In contrast to a deceased donor graft, which is a scarce public resource subject to a system of equitable allocation, a living donor liver graft is a gift to a dedicated recipient. The decision for LDLT is not based on a comparison of the outcome of 2 recipients, but on the balance of the risks and benefits for the donor and recipient. As a result, extended indications for LDLT in patients with HCC more advanced than the recommended criteria have been proposed. The Kyoto group adopted a selection criteria to include patients with HCC of any number and size and to exclude only those with extrahepatic metastasis or vascular invasion.21 Twenty-five of 56 patients who underwent LDLT did not meet the Milan criteria and the overall 3-year survival after transplantation was 55% only. Gondolesi et al.19 reported a 1-year survival of 82% in a series of 27 patients undergoing LDLT using a similar extended criteria. The follow-up, however, was short and was less than 1 year in 21 patients. Previous experience with liver transplantation in patients with advanced HCC indicates that the recurrence rate with extended indications will be high22–24 and the controversy is whether the recipient's compromised outcome justifies the risk of the living donor. At present, we regard LDLT for HCC with extended indications as an experimental procedure with unknown cost effectiveness and we do not recommend its routine practice. Only exceptional cases will be considered on an individual basis, and we have accepted only 2 patients in our experience with the management of 1,438 HCCs during the study period. In addition, since these patients are not eligible for deceased donor graft allocation in the first place, retransplantation using deceased donor graft should not be allowed if graft failure occurred.

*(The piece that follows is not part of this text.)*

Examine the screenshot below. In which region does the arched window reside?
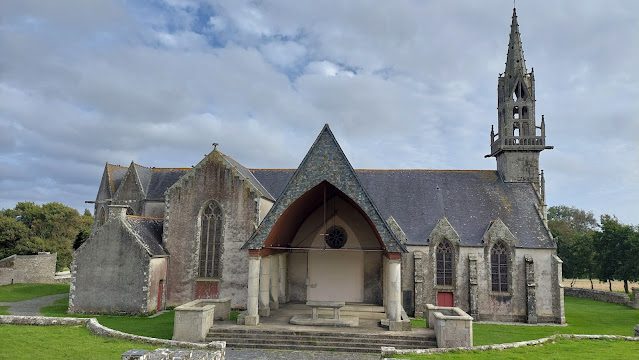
[96,207,106,226]
[436,241,453,285]
[490,242,508,292]
[199,201,223,278]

In conclusion, although hypothetical studies suggested that LDLT should be the dominant strategy for patients with early unresectable HCC because of its survival advantage, the role of LDLT in clinical practice may be limited by complicated factors such as donor voluntarism and selection criteria. This issue is further complicated by the controversial extended indications of LDLT for patients with more advanced disease. The role and limitation of LDLT may vary in different transplant programs and are evolving with time. More clinical studies, preferably with an intention-to-treat basis, are needed before the impact of the strategy of LDLT in the management of patients with HCC can be defined.